As previously mentioned, de novo PPE-associated external-compression headache and exacerbation of pre-existing headache disorders have been already described as linked to the use of close-fitting N95 facemask alone or in combination with protective eyewear [13]. Because the present study was performed during the Italian phase II, the majority (74.2%) of healthcare workers reported using as PPE only the surgical facemask, a loose-fitting disposable exerting less pressure against head and less likely to cause external-compression or external traction headache. The majority of subjects developing de novo headache (38/44 of NHG-DN group) declared wearing the surgical facemask.

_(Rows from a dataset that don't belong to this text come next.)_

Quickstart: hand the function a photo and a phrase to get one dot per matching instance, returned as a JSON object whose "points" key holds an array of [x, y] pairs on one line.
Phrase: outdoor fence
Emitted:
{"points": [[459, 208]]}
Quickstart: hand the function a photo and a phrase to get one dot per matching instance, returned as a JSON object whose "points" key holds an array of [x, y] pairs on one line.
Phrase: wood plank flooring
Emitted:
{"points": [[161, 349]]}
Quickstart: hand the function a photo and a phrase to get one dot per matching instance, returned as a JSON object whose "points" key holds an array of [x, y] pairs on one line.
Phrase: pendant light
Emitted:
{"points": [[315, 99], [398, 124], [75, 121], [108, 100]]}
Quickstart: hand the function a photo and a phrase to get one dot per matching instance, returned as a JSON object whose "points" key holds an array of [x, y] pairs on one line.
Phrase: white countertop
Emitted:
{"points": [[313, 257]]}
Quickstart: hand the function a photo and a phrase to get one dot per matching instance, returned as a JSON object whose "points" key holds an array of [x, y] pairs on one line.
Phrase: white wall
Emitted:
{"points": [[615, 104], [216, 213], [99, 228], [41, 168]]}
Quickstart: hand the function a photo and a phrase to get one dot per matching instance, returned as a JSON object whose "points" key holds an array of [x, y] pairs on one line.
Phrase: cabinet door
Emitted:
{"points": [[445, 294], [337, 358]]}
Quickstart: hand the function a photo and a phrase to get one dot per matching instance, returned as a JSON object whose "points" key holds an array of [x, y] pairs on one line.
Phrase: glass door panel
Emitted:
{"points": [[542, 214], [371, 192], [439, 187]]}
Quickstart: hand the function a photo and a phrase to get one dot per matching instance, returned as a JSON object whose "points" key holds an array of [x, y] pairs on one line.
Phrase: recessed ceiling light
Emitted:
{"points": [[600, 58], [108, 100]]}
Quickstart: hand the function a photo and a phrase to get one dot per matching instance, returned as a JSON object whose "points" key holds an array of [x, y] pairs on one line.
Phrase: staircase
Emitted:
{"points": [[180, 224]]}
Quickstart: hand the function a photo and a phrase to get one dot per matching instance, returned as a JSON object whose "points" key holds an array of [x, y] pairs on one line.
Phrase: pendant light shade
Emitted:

This study was performed among healthcare providers based predominantly in low-risk areas, making the study sample maybe not inclusive of frontline healthcare providers in high-risk areas. Participants did not fill headache diary: clinical data such as headache frequency, pain severity, associated symptoms, and pain killers’ intake have been retrospectively collected using a self-administered questionnaire. Factors other than facemask type and elastic head straps, such as psychological stress, sleep disturbances, and change in lifestyle (i.e., dehydration and skipping meals), were not included in the study. Hence, we recognize that different factors might have triggered headache, mainly in frontline healthcare providers working in high-risk areas and suffering with a pre-existing primary headache disorder. However, our questionnaire was administered during phase II, when the number of COVID-19 cases and, consequently, the pressure on the national healthcare system were remarkably reduced; therefore, we speculate a minor impact of the aforementioned factors.

Conclusion

This study aims to clarify the link between extensive facemask wearing and headache variations among Italian healthcare providers, in a setting of low-medium risk of exposure to SARS-CoV-2. Assuming that facemasks’ wearing by healthcare workers remains a milestone of protection against spreading of a life-threatening disease as COVID-19, our data showed de novo headache appearance in a proportion of subjects which was headache free at baseline, and an exacerbation of a pre-existing primary headache disorder, particularly for migraineur subjects.